Koffein gilt schon seit langem als eines der wenigen Supplementen mit Potential zur Leistungssteigerung. Die Nutzung von purem Koffein ist aber in der Praxis schwierig. Wesentlich einfacher wäre es daher, wenn man mit Kaffee den gleichen Nutzen erzielen könnte.
Koffein hat im Sport eine einzigartige Stellung. Es ist die einzige Substanz, die in Nahrungs- oder Genussmitteln vorkommt, auf der Dopingliste war und wieder von dieser entfernt wurde (seit dem 1. Januar 2004). Koffein kann die sportliche Leistung über ein breites Spektrum an Belastungen verbessern, hilft aber im Gewichtsmanagement mit grösster Wahrscheinlichkeit nicht direkt über eine erhöhte Oxidation der Fettsäuren. Eine wesentliche Quelle von Koffein ist Kaffee und es wäre in der Praxis viel angenehmer (und schmackhafter…), wenn Kaffee den gleichen Nutzen hätte wie pures Koffein.

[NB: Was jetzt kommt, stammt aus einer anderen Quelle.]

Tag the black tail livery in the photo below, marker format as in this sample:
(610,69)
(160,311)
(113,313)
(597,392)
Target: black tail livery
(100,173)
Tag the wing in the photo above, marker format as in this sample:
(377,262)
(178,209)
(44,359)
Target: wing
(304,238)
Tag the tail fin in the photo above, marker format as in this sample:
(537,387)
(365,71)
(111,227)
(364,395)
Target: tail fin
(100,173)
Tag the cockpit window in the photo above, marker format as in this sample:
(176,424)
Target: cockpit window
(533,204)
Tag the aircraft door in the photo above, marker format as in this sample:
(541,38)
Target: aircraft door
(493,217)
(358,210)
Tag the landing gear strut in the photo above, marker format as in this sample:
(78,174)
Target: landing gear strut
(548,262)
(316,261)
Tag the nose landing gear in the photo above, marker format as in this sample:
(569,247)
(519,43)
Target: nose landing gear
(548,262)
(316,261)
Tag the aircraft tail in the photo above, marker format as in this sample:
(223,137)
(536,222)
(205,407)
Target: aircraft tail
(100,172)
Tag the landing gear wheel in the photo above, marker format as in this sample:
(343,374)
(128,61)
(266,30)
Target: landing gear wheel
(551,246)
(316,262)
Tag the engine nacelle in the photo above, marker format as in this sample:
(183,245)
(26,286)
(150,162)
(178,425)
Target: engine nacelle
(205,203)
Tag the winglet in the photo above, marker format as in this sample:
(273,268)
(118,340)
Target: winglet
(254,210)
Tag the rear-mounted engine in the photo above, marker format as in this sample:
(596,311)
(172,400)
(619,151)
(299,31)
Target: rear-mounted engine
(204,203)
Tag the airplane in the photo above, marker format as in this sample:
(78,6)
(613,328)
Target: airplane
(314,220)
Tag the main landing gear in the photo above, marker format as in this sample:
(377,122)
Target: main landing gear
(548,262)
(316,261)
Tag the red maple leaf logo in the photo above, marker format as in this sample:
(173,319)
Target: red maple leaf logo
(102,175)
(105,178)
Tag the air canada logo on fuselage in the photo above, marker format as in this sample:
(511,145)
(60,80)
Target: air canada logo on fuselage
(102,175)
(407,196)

Die frühere Meinung war eindeutig: Während Koffein die Ausdauerleistung häufig verbessert, so bleibt diese Verbesserung beim Kaffee aus, selbst wenn es die gleiche Menge an Koffein enthält. Diese Meinung basierte aber nur auf einer Studie aus dem Jahre 1998 (1). Auch wenn in dieser Studie sehr gut ausdauertrainierte Leute untersucht wurden, war der Leistungstest nicht ideal für eine Aussage zur Leistungsfähigkeit. Es handelte sich um einen… Ovomaltine-Test. Es ging nicht darum, ob die Leistung besser wurde, sondern ob sie länger aufrechterhalten konnte. (Für die Nicht-Schweizer: Die Werbung zum Schokoladengetränk Ovomaltine hat das Leitmotiv: „Mit Ovomaltine kannst du es nicht besser, aber länger“.) Unterdessen wurden mehrere Studien über die Wirkung von Kaffee als Leistungsförderer durchgeführt und Ende letzten Jahres erschien zum ersten Mal eine Zusammenfassung dieser Studien.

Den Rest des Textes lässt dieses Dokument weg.